His grandmother’s father had known Davy Crockett, and she regaled Mr. Brown with tales about him. By the time Mr. Brown entered first grade, he had read Robert Louis Stevenson and Mark Twain. He went to cowboy movies with Indian friends. When he asked one what he thought of the cinematic portrayal of Indians, the friend replied, “Those aren’t real Indians.”
When he was about 15, he and a cousin scraped together enough money to buy a small hand press and print a neighborhood tabloid. He wrote tough editorials,
including one that condemned the booming local oil business for “assassinating” the environment.

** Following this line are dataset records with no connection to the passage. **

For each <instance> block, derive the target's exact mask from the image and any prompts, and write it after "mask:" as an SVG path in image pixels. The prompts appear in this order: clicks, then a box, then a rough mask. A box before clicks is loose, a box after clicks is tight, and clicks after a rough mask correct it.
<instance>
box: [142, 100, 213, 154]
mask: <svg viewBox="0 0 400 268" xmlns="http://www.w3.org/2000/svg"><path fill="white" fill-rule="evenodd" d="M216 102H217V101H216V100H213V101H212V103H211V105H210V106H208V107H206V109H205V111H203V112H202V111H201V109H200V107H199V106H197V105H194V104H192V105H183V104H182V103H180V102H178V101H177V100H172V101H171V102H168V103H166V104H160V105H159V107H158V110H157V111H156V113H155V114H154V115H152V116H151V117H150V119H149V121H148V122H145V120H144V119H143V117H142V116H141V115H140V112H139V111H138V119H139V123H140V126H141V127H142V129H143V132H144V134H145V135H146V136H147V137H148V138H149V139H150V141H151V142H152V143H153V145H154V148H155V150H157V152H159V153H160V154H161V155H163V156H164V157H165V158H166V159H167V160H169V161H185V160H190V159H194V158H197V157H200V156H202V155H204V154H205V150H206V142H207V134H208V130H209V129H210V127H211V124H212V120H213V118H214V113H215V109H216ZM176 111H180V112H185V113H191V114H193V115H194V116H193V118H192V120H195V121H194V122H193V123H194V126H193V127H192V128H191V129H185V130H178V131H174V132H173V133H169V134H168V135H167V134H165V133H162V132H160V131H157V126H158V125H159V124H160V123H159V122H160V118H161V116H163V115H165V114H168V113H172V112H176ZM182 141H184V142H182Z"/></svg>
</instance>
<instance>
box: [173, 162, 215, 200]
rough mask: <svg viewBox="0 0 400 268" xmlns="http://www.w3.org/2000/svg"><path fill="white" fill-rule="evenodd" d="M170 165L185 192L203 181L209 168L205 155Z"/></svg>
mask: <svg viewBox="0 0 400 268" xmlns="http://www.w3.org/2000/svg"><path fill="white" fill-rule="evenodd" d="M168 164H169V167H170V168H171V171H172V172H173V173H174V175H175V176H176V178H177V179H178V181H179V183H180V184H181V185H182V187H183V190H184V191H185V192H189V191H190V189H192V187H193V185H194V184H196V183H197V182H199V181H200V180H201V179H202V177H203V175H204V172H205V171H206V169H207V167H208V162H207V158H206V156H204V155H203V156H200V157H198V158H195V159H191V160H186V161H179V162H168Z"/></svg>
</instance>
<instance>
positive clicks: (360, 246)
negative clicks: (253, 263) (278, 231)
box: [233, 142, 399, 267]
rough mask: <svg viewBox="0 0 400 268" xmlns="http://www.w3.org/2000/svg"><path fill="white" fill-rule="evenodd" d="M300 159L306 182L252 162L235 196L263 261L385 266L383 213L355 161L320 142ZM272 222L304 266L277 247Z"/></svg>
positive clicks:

After graduating from high school, Mr. Brown worked as a printer and reporter in Harrison, Ark., and then entered Arkansas State Teachers College as a history major, working in the college library.
He earned library degrees and worked as a government librarian before and after World War II; his military service was as a librarian, and he eventually joined the library at the University of Illinois, becoming a professor. He remained there until his retirement in 1972.
Mr. Brown’s third-place award in a short-story contest caught the attention of literary agents in the 1930s, and he received a contract to write a satiric novel about the Washington bureaucracy. But the offer was withdrawn because of the political climate during World War II, and instead he wrote a novel about Davy Crockett in two months.
He and a colleague, Martin Schmidt, teamed up after the war to produce three books using photographs from the National Archives: “Fighting Indians of the West,” “Trail-Driving Days” and “The Settlers’ West.”
After several more nonfiction books, he turned to novels in the mid-1950s. He wrote 11; the last, “The Way to a Bright Star,” was published in 1998, when he was 90.
But Mr. Brown said nonfiction was always his first love, even as some professional historians criticized what they called his willingness to sacrifice precision for pizzazz. In an interview with Publishers Weekly, he responded like a librarian: “I have documents for everything in the book.”
In 1934, he married Sara Baird Stroud, who died last year. He is survived by a son, Lt. Colonel Mitchell Brown of Sacramento; a daughter, Linda Luise Brown; a sister, Corinne Vanlandingham of Ellijay, Ga.; and one grandson.
Mr. Brown was a hefty six-footer with a relaxed confidence whom people sometimes compared to John Wayne. His love for the West certainly seemed as large and pure as that in Wayne’s films. In “The Westerners,” published in 1974, he wrote:
“The West is a tragedy relieved by interludes of comedy. It is a tale of good and evil, a morality play of personified abstractions. Only an epic poet, a Homer, could encompass the American West and sing its essence into one compact volume.”